Job Description: Data Analyst AI Systems
About the Role:
We are seeking a Data Analyst to join our AI team, focused on data cleaning, dataset curation, annotation quality control, and model performance analysis for AI systems deployed in real-world environments.
Key Responsibilities
Data Cleaning & Dataset Curation
- Clean, validate, and preprocess customer-generated radar, image, and video datasets
- Identify and resolve corrupted, duplicate, mislabeled, or low-quality data samples
- Curate datasets for training, validation, and testing to support model development
- Maintain dataset versions, metadata, lineage, and documentation
- Ensure data quality standards are consistently met across datasets
Annotation & Labeling Quality Control
- Manage and coordinate external annotation resources (e.g., Upwork contractors or vendors)

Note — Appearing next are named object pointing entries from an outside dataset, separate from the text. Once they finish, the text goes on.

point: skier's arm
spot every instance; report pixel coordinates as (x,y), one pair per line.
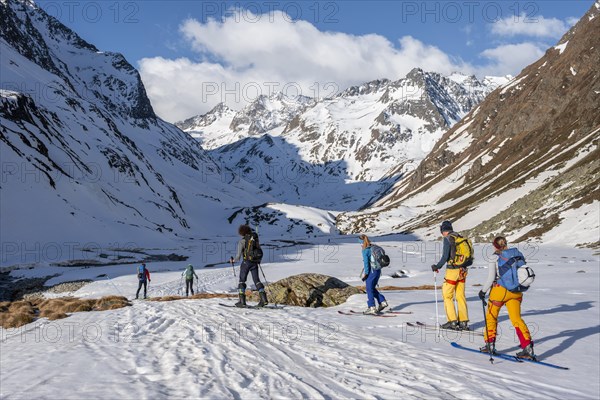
(492,271)
(366,257)
(240,251)
(445,254)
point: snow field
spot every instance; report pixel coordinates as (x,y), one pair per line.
(197,348)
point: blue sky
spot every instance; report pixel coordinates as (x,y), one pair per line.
(186,49)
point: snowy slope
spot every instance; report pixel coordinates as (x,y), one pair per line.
(523,163)
(344,150)
(196,348)
(85,159)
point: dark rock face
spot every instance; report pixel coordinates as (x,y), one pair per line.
(309,290)
(544,120)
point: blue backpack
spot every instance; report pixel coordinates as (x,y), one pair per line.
(513,273)
(378,258)
(142,273)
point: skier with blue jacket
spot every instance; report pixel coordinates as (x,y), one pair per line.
(371,277)
(143,278)
(189,274)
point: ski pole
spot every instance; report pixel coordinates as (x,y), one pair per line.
(266,281)
(437,315)
(487,334)
(232,265)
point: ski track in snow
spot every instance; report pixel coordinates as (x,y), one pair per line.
(198,349)
(169,353)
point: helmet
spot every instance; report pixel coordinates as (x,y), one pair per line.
(446,227)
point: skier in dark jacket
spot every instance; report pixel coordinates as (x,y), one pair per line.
(371,277)
(249,266)
(499,297)
(143,278)
(189,274)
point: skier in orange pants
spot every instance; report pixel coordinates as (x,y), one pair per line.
(500,296)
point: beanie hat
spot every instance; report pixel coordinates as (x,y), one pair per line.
(446,227)
(499,242)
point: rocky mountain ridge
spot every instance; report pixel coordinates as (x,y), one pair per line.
(524,163)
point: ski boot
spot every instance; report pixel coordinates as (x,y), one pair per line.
(370,311)
(452,325)
(263,299)
(382,305)
(242,302)
(488,348)
(527,352)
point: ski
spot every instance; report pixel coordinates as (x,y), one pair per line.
(357,314)
(509,357)
(384,312)
(270,307)
(215,264)
(434,328)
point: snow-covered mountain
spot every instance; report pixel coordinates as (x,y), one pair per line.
(523,163)
(338,153)
(84,157)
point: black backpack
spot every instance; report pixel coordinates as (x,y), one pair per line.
(252,250)
(378,257)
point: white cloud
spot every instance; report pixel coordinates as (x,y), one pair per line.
(537,26)
(510,58)
(240,58)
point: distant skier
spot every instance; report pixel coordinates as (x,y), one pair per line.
(143,278)
(371,277)
(249,251)
(500,296)
(189,274)
(455,278)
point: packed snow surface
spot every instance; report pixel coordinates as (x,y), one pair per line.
(199,349)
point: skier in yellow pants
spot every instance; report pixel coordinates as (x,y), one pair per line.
(454,282)
(500,296)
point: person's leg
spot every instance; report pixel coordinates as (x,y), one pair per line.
(495,303)
(513,306)
(448,293)
(376,295)
(256,277)
(259,286)
(461,301)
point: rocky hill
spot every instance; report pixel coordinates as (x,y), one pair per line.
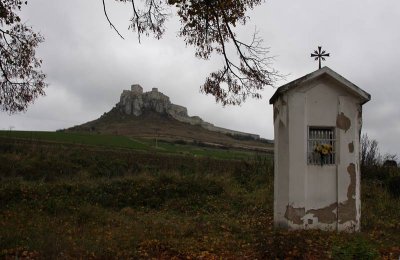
(149,114)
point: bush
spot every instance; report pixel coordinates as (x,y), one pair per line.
(359,248)
(393,186)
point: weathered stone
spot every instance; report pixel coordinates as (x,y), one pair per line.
(295,214)
(343,122)
(351,147)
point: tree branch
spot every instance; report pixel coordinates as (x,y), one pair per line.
(108,19)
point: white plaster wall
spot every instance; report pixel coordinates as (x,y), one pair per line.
(310,196)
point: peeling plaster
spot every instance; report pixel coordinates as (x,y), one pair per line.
(295,214)
(276,113)
(343,122)
(347,209)
(351,147)
(325,215)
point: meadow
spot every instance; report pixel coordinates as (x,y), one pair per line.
(68,200)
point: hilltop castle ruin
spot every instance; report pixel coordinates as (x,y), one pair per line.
(135,102)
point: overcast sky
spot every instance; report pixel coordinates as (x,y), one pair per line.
(88,65)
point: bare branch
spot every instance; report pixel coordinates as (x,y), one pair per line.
(108,19)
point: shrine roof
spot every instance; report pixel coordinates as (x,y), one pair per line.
(364,96)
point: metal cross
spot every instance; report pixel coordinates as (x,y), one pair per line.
(319,55)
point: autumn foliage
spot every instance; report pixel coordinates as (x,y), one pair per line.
(21,80)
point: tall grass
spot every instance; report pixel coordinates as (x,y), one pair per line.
(65,201)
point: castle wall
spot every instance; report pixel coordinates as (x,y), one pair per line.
(135,102)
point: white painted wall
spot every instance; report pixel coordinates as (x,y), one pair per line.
(313,196)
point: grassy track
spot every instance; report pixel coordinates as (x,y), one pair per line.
(61,201)
(115,141)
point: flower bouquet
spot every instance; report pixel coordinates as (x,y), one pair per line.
(324,150)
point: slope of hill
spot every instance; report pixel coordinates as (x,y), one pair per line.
(162,126)
(152,115)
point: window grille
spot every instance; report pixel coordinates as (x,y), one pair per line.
(321,146)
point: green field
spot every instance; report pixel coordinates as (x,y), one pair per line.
(138,144)
(60,200)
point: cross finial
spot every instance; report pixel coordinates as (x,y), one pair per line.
(319,55)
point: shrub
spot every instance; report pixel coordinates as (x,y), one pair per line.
(393,186)
(359,248)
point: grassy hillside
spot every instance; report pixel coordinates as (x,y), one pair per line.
(126,142)
(151,124)
(71,201)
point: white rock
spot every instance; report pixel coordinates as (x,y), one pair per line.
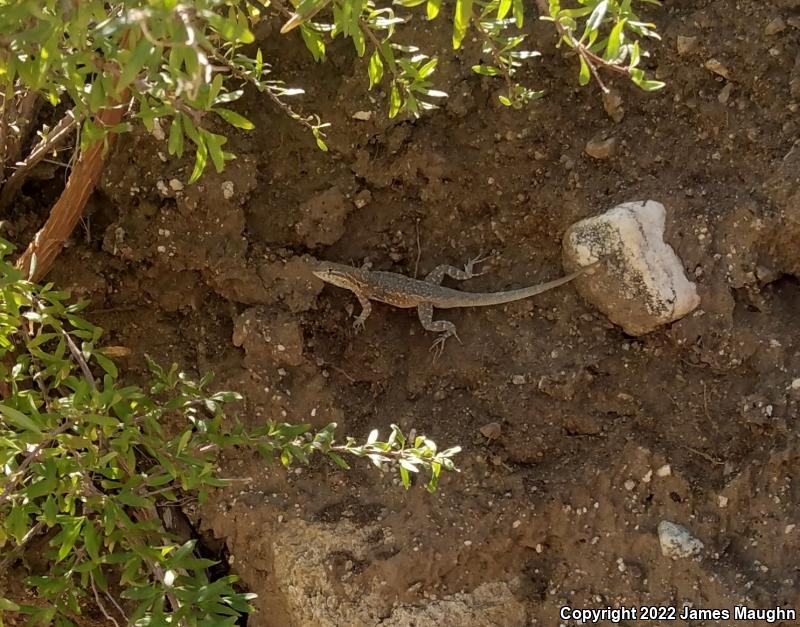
(677,541)
(641,285)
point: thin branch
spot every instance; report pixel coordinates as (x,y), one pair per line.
(287,109)
(11,484)
(27,106)
(498,58)
(76,353)
(592,60)
(100,603)
(53,140)
(15,552)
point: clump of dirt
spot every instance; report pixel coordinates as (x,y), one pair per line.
(596,437)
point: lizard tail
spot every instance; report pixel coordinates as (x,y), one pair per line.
(500,298)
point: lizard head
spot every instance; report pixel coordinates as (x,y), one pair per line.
(335,274)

- Review labeled images and videos to ensure accuracy, consistency, and guideline adherence
- Provide clear feedback, examples, and labeling instructions to annotators
- Track and report on annotation quality, turnaround time, and recurring issues
- Collaborate with the AI team to design, implement, and maintain a quality control (QC) pipeline for data labeling
Model Performance & Data Analysis Support
- Analyze annotated datasets to identify patterns, errors, and data gaps
- Support AI engineers with model evaluation and error analysis
- Monitor basic model performance metrics such as accuracy, precision, recall, and confusion matrices
- Help identify data-driven improvements to model performance in production environments.
Required Qualifications
- 25 years of experience as a Data Analyst, Applied Data Scientist, or similar role
- Strong proficiency in Python, including Pandas, NumPy, and scripting
- Proven experience cleaning and validating messy, real-world datasets
- Comfort working with unstructured data, such as radar signals, images, videos, or logs
- Working knowledge of SQL; experience with Snowflake preferred
- Understanding of basic ML model evaluation metrics
- Exceptional attention to detail and strong focus on data quality.